CMD exec gunicorn --bind 0.0.0.0:$PORT --workers 1 --threads 8 app:app

I then build and run them using Cloud Build and Cloud Run:

PROJECT_ID=$(gcloud config get-value project)
DOCKER_IMG="gcr.io/$PROJECT_ID/helloworld-python"
gcloud builds submit --tag $DOCKER_IMG
gcloud run deploy --image $DOCKER_IMG --platform managed

The code appears to run fine, and I am able to access the app on the given URL. However the logs seem to indicate a critical error, and the workers keep restarting.
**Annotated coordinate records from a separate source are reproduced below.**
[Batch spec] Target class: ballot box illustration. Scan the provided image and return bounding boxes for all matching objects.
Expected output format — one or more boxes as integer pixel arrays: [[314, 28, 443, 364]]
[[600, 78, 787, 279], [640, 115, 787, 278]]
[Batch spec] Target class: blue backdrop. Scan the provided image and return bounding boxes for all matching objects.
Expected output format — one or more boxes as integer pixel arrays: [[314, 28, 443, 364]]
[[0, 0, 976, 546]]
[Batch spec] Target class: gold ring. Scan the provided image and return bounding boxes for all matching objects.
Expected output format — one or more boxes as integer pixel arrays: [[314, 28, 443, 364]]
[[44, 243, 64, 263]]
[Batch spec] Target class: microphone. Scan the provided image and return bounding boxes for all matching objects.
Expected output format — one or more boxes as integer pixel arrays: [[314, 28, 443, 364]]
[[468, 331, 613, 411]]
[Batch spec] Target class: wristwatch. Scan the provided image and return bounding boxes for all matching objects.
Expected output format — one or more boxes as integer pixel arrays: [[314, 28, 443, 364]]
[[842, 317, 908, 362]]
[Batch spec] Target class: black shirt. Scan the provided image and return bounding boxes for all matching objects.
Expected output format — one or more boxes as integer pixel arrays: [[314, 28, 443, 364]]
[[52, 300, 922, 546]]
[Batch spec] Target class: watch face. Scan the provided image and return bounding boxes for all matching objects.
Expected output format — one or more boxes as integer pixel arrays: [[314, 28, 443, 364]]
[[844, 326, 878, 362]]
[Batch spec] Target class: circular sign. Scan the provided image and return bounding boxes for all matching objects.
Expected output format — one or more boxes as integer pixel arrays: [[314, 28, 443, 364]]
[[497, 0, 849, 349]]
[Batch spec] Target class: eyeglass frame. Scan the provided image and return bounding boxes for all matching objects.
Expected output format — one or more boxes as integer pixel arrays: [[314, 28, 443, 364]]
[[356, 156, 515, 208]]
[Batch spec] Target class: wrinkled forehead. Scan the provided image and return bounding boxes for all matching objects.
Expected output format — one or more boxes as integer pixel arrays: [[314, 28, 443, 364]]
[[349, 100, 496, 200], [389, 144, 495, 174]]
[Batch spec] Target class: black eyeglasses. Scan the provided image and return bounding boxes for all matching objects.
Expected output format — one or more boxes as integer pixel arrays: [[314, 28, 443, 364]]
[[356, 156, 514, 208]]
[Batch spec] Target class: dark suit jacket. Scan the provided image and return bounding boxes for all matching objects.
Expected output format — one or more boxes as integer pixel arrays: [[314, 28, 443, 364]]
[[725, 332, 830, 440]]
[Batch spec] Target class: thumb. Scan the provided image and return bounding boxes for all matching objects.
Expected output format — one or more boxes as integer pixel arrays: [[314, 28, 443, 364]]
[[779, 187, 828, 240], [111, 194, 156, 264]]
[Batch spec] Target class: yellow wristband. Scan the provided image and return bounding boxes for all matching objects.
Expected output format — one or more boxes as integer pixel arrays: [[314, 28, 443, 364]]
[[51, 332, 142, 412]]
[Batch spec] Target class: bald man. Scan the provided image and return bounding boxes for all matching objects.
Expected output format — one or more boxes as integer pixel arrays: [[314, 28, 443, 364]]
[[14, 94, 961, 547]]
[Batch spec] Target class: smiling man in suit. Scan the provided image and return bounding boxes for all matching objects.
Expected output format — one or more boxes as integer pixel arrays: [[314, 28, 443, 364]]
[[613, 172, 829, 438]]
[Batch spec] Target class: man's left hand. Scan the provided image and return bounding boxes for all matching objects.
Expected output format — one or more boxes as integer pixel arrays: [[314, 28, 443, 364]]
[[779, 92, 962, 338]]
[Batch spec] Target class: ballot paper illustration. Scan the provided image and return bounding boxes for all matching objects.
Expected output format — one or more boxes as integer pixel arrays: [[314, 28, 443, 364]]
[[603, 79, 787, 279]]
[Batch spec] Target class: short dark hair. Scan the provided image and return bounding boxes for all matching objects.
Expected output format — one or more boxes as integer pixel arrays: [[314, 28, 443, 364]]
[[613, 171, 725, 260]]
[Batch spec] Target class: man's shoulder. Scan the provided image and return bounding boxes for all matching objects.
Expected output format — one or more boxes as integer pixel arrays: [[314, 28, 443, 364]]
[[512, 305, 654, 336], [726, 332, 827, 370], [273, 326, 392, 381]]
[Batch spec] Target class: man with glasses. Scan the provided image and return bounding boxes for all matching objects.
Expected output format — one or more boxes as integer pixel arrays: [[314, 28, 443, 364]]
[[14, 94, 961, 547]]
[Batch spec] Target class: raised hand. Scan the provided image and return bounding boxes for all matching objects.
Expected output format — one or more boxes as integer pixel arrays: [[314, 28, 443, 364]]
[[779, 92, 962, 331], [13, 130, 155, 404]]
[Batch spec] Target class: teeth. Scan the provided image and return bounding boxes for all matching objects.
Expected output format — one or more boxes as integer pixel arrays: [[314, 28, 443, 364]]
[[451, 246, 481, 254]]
Here is the log file from Cloud Run after starting up the app and making a few requests in my web browser:

2020-03-05T03:37:39.392Z Cloud Run CreateService helloworld-python ...
2020-03-05T03:38:03.285477Z[2020-03-05 03:38:03 +0000] [1] [INFO] Starting gunicorn 20.0.4
2020-03-05T03:38:03.287294Z[2020-03-05 03:38:03 +0000] [1] [INFO] Listening at: http://0.0.0.0:8080 (1)
2020-03-05T03:38:03.287362Z[2020-03-05 03:38:03 +0000] [1] [INFO] Using worker: threads
2020-03-05T03:38:03.318392Z[2020-03-05 03:38:03 +0000] [4] [INFO] Booting worker with pid: 4
2020-03-05T03:38:15.057898Z[2020-03-05 03:38:15 +0000] [1] [INFO] Starting gunicorn 20.0.4
2020-03-05T03:38:15.059571Z[2020-03-05 03:38:15 +0000] [1] [INFO] Listening at: http://0.0.0.0:8080 (1)
2020-03-05T03:38:15.059609Z[2020-03-05 03:38:15 +0000] [1] [INFO] Using worker: threads
2020-03-05T03:38:15.099443Z[2020-03-05 03:38:15 +0000] [4] [INFO] Booting worker with pid: 4
2020-03-05T03:38:16.320286ZGET200 297 B 2.9 s Safari 13  https://helloworld-python-xhd7w5igiq-ue.a.run.app/
2020-03-05T03:38:16.489044ZGET404 508 B 6 ms Safari 13  https://helloworld-python-xhd7w5igiq-ue.a.run.app/favicon.ico
2020-03-05T03:38:21.575528ZGET200 288 B 6 ms Safari 13  https://helloworld-python-xhd7w5igiq-ue.a.run.app/
2020-03-05T03:38:27.000761ZGET200 285 B 5 ms Safari 13  https://helloworld-python-xhd7w5igiq-ue.a.run.app/?who=me
2020-03-05T03:38:27.347258ZGET404 508 B 13 ms Safari 13  https://helloworld-python-xhd7w5igiq-ue.a.run.app/favicon.ico
2020-03-05T03:38:34.802266Z[2020-03-05 03:38:34 +0000] [1] [CRITICAL] WORKER TIMEOUT (pid:4)
2020-03-05T03:38:35.302340Z[2020-03-05 03:38:35 +0000] [4] [INFO] Worker exiting (pid: 4)
2020-03-05T03:38:48.803505Z[2020-03-05 03:38:48 +0000] [5] [INFO] Booting worker with pid: 5
2020-03-05T03:39:10.202062Z[2020-03-05 03:39:09 +0000] [1] [CRITICAL] WORKER TIMEOUT (pid:5)
2020-03-05T03:39:10.702339Z[2020-03-05 03:39:10 +0000] [5] [INFO] Worker exiting (pid: 5)
2020-03-05T03:39:18.801194Z[2020-03-05 03:39:18 +0000] [6] [INFO] Booting worker with pid: 6

Note the worker timeouts and reboots at the end of the logs. The fact that its a CRITICAL error makes me think it shouldn’t be happing. Is this expected behavior? Is this a side effect of the Cloud Run machinery starting and stopping my service as requests come and go?

Asked By: jminardi

||

Source

Answer 1

Here’s a working example of a Flask app on Cloud run. My guess is that your last line or the Decker file and the last part of your python file are the ones causing this behavior.

main.py

# main.py
#gcloud beta run services replace service.yaml


from flask import Flask

app = Flask(__name__)

@app.route("/")
def hello_world():

        msg = "Hello World"
    return msg

Dockerfile (the apt-get part is not needed)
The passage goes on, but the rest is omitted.